Fresh voices welcome in upcoming elections

We were encouraged to learn that many of the territory’s young people have registered to vote in recent months.

Moreover, most of the first- and second-time voters interviewed for the Beacon’s special report last week are keenly aware of important issues facing the territory — and said they plan to take these issues into consideration before making a decision at the polls.

This is good news indeed. The informed participation of young people is a major boon to any democracy.

In a time when teenagers and 20-somethings increasingly are being arrested for serious crimes, these voters serve as a reminder that the vast majority of Virgin Islands young people are law-abiding citizens who contribute positively to the community.

We hope that any eligible voters who have not yet registered will do so as soon as possible.

But simply voting is not enough. All voters have a responsibility to learn as much as they can about the candidates and relevant election issues in order to make sound decisions at the polls. This lesson is particularly important for young voters, who might have less experience of the territory’s affairs than their elder counterparts.

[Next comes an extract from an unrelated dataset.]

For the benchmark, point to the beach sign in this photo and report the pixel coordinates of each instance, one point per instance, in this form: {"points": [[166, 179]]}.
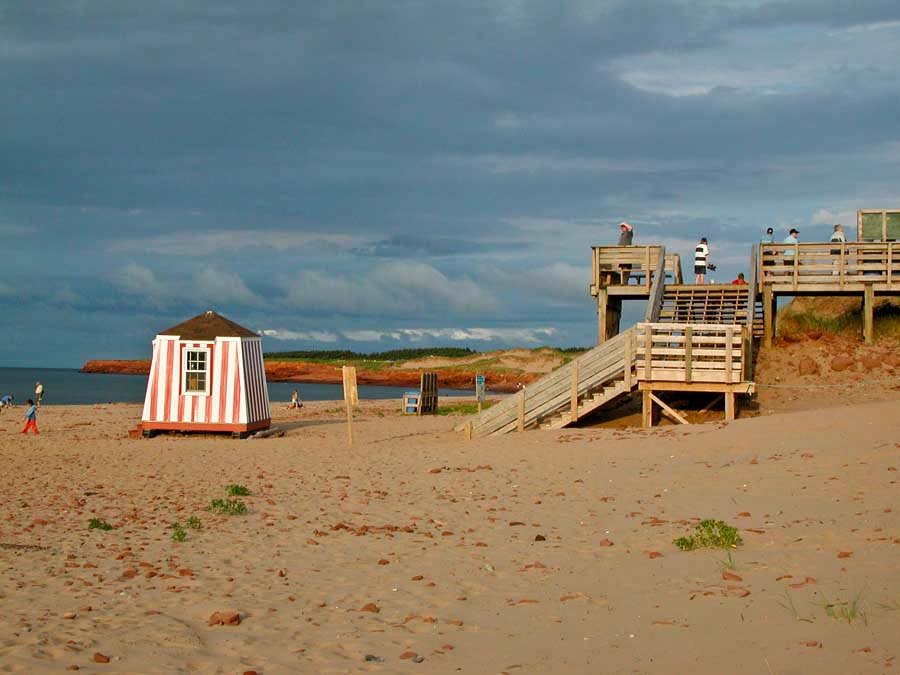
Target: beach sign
{"points": [[479, 388]]}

We hope, then, that young people will make every effort to educate themselves on current events and recent history, even while paying close attention to the dialogue in the coming campaigns. Then they will be better prepared to make decisions based on what is best for the territory.

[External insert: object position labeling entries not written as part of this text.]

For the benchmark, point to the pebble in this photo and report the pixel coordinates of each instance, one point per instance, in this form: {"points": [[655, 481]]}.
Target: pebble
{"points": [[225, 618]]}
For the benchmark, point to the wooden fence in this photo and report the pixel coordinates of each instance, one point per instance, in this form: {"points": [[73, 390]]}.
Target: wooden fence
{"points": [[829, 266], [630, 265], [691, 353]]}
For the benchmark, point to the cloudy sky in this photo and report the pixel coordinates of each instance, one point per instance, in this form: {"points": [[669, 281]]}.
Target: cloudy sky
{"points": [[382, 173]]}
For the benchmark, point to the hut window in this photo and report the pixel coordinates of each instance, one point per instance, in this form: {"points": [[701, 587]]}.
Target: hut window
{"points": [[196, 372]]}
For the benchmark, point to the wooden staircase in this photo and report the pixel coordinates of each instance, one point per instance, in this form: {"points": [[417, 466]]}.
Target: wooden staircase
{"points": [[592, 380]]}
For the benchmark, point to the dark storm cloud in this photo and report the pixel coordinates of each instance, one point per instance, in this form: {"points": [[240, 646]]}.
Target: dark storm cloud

To say nothing of the personal fulfilment that comes with voting, young people can make a real difference here. One need only consider the recent uprisings in the Middle East to understand how the younger generation can help transform a nation. Besides, the younger segment of any population stands to be most affected by leaders’ decisions.

In the coming months, election candidates should make a special effort to reach out to young voters by clearly explaining their ideas and platforms — and, perhaps most importantly, by listening. After all, young people are the territory’s future.